When the Federal Reserve starts trying to fight inflation, the U.S. housing market will be at risk. But the effects will be even worse when interest rates go up after home prices in the U.S. have gone up by 43% in just over two years.
We are, of course, seeing that now. Even though the demographics are good and there aren’t many homes for sale, high mortgage rates and high prices are starting to push home prices down. In fact, we learned this week that the Case-Shiller U.S. National Home Price Index showed the first month-to-month drop in U.S. home prices since 2012.
During the pandemic housing boom, mortgage rates reached 3%. With mortgage rates at 6%, the U.S. housing market is trying to find a balance. But it’s still early in the game. And the ongoing drop in home prices hasn’t yet reached every market: Between May and August, the value of a home in San Jose went down by 10.6%, while the value of a home in Orlando went up by 2%.
Fortune talked to Ali Wolf, the chief economist at Zonda, to find out where the U.S. housing downturn will go next and if the home price correction will soon spread to more markets. She gives advice to the White House on housing issues when she’s not going around the country talking to builders.
Here is a Q&A with Ali Wolf from Fortune.
Fortune: As more data comes in, it’s pretty clear that home prices are falling in many markets across the country. Some parts of it are pretty sharp. Do you expect home price declines to continue into 2023?
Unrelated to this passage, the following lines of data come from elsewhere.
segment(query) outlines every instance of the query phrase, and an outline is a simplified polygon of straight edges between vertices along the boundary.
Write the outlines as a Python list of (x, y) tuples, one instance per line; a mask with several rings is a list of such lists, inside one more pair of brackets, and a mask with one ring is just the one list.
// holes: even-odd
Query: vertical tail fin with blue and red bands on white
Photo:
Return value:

Wolf: We haven’t seen home prices fall everywhere in the country yet, but they have started to fall in some markets, and we expect that to happen in more metro areas across the country in the next few months. Home prices are likely to go down in 2023 as long as interest rates stay high and consumer demand stays low.
What kinds of markets are most likely to be hurt?
The most vulnerable markets are 1) those like Boise, Las Vegas, and Denver, where home prices went up quickly because of hybrid work. 2) Markets like Nashville and parts of Florida that don’t have enough jobs to support the higher home prices. In other words, these are markets where home prices and incomes don’t match up. 3) Cities such as Phoenix and Austin, where the number of available homes for sale has increased rapidly.
The housing booms in Austin, Boise, and Phoenix were some of the first and strongest in the country as a whole. The combination of record-low mortgage interest rates and changes in lifestyle brought on by the pandemic, such as more people working from home and moving, caused a huge rise in the number of people looking for a place to live, and the number of homes available couldn’t keep up.
People who relocated from California and Washington were able to use the proceeds from the sale of their homes in a more expensive market to purchase a new home in a less expensive market. Moving buyers discovered that these markets were significantly cheaper than where they were coming from, which harmed local buyers.
People in these markets thought that the imbalance between supply and demand was so big and had been going on for so long that the markets could never get too hot. Buyers were so eager to get a home that they were willing to pay almost anything to get one. Investors and flippers saw these markets as good places to make money. This way of thinking led to a huge rise in home prices.
But when interest rates went up at the beginning of 2022, people started to face the truth. Home prices weren’t going up as quickly as they used to, and not every home that went on the market sold for more than its list price within a day. Demand for housing dropped just as some of the new homes that were being built started to open. At the same time, the number of already-built homes quickly grew as sellers tried to time what they thought would be the top of the market.